The authors used 11,777 samples taken from the surface layer of oceans, which is roughly the first 600 feet of depth, to estimate the average amount of microplastics in that layer over time, then compared that to an historic overview of international policy measures aimed at reducing ocean pollution.
“Our data shows an increase in ocean plastic pollution at the same time as a decrease in effective laws and agreements. There are many factors to consider (e.g., increases in production and waste, fragmentation of existing plastics), but the need for legally binding agreements cannot be overstated,” said The 5 Gyres Institute, which organized the study.
The researchers said they identified similar trends for plastic pollution on beaches, and that “these parallel trends strongly suggest that plastic pollution in the world’s oceans during the past 15 years has reached unprecedented levels.”
Without urgent policy intervention to limit plastic production, they said, the rate at which plastic waste will enter the ocean between now and 2040 will increase by around 2.6 times.
“The exponential increase in microplastics across the world’s oceans is a stark warning that we must act now at a global scale, stop focusing on cleanup and recycling, and usher in an age of corporate responsibility for the entire life of the things they make,” said Dr. Marcus Eriksen, one of the authors of the study.

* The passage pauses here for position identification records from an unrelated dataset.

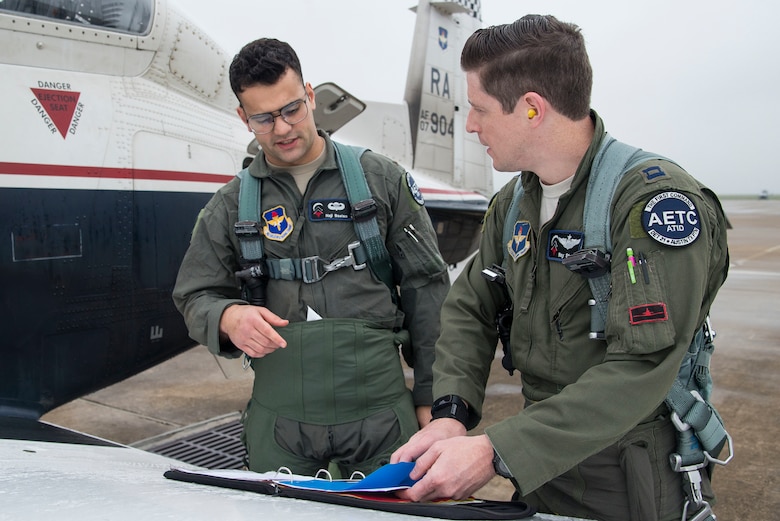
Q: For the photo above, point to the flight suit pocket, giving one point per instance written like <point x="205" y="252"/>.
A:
<point x="418" y="260"/>
<point x="638" y="307"/>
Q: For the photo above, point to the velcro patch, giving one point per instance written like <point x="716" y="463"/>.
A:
<point x="671" y="219"/>
<point x="330" y="210"/>
<point x="653" y="173"/>
<point x="278" y="226"/>
<point x="562" y="243"/>
<point x="647" y="313"/>
<point x="414" y="189"/>
<point x="519" y="244"/>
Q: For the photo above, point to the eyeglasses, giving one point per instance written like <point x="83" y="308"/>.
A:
<point x="291" y="113"/>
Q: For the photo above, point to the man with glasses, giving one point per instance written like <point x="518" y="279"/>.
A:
<point x="329" y="385"/>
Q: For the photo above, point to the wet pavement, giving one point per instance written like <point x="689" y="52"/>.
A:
<point x="195" y="387"/>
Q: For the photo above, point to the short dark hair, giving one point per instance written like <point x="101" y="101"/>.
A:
<point x="262" y="61"/>
<point x="536" y="53"/>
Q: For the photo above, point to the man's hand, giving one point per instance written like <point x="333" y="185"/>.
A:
<point x="423" y="415"/>
<point x="250" y="329"/>
<point x="421" y="441"/>
<point x="451" y="468"/>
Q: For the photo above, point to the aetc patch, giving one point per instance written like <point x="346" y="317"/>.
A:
<point x="671" y="219"/>
<point x="562" y="243"/>
<point x="414" y="189"/>
<point x="518" y="244"/>
<point x="278" y="226"/>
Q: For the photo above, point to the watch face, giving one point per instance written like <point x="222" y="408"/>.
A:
<point x="500" y="467"/>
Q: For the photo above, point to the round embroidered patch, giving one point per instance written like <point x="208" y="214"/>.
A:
<point x="671" y="219"/>
<point x="414" y="189"/>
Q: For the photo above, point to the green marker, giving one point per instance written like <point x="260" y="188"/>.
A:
<point x="631" y="263"/>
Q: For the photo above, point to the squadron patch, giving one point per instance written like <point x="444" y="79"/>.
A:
<point x="518" y="245"/>
<point x="330" y="210"/>
<point x="652" y="173"/>
<point x="277" y="225"/>
<point x="671" y="219"/>
<point x="414" y="189"/>
<point x="647" y="313"/>
<point x="562" y="243"/>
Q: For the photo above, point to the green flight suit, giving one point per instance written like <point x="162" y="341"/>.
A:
<point x="340" y="378"/>
<point x="594" y="438"/>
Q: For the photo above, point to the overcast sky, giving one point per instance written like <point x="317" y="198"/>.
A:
<point x="694" y="80"/>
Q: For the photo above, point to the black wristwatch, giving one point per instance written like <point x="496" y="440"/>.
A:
<point x="499" y="466"/>
<point x="451" y="406"/>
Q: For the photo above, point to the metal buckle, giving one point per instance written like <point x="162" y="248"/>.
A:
<point x="313" y="268"/>
<point x="246" y="229"/>
<point x="310" y="269"/>
<point x="702" y="515"/>
<point x="683" y="426"/>
<point x="709" y="333"/>
<point x="364" y="210"/>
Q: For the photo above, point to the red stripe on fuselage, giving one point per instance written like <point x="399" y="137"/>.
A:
<point x="109" y="173"/>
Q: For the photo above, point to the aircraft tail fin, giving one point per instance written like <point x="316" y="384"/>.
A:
<point x="436" y="96"/>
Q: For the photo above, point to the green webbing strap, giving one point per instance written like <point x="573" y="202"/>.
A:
<point x="511" y="217"/>
<point x="251" y="241"/>
<point x="605" y="174"/>
<point x="364" y="212"/>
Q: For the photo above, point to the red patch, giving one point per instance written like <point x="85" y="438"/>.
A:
<point x="647" y="313"/>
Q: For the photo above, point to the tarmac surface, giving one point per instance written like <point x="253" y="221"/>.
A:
<point x="195" y="387"/>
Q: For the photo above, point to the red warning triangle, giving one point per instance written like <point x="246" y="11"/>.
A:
<point x="59" y="105"/>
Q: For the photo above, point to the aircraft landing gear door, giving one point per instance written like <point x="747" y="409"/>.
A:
<point x="335" y="107"/>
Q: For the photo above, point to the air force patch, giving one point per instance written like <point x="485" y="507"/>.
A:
<point x="277" y="225"/>
<point x="671" y="219"/>
<point x="414" y="189"/>
<point x="518" y="244"/>
<point x="330" y="210"/>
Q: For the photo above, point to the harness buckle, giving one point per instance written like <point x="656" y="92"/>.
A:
<point x="702" y="515"/>
<point x="246" y="229"/>
<point x="314" y="269"/>
<point x="709" y="333"/>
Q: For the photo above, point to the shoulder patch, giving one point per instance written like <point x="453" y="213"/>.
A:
<point x="518" y="245"/>
<point x="671" y="219"/>
<point x="651" y="174"/>
<point x="562" y="243"/>
<point x="414" y="189"/>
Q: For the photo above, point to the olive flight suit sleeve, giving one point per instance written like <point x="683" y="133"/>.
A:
<point x="651" y="322"/>
<point x="467" y="344"/>
<point x="419" y="270"/>
<point x="206" y="283"/>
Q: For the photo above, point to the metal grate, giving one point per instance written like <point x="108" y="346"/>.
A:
<point x="216" y="448"/>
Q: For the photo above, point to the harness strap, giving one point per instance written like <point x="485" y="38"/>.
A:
<point x="364" y="210"/>
<point x="612" y="161"/>
<point x="247" y="228"/>
<point x="371" y="250"/>
<point x="313" y="269"/>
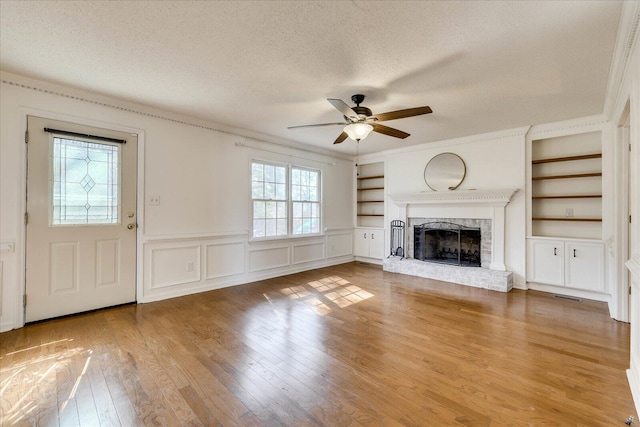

Eriksen said the increase in plastic waste over the past decade and a half corresponded with a decrease in the effectiveness of maritime policies.
“Cleanup is futile if we continue to produce plastic at the current rate, and we have heard about recycling for too long while the plastic industry simultaneously rejects any commitments to buy recycled material or design for recyclability. It’s time to address the plastic problem at the source.”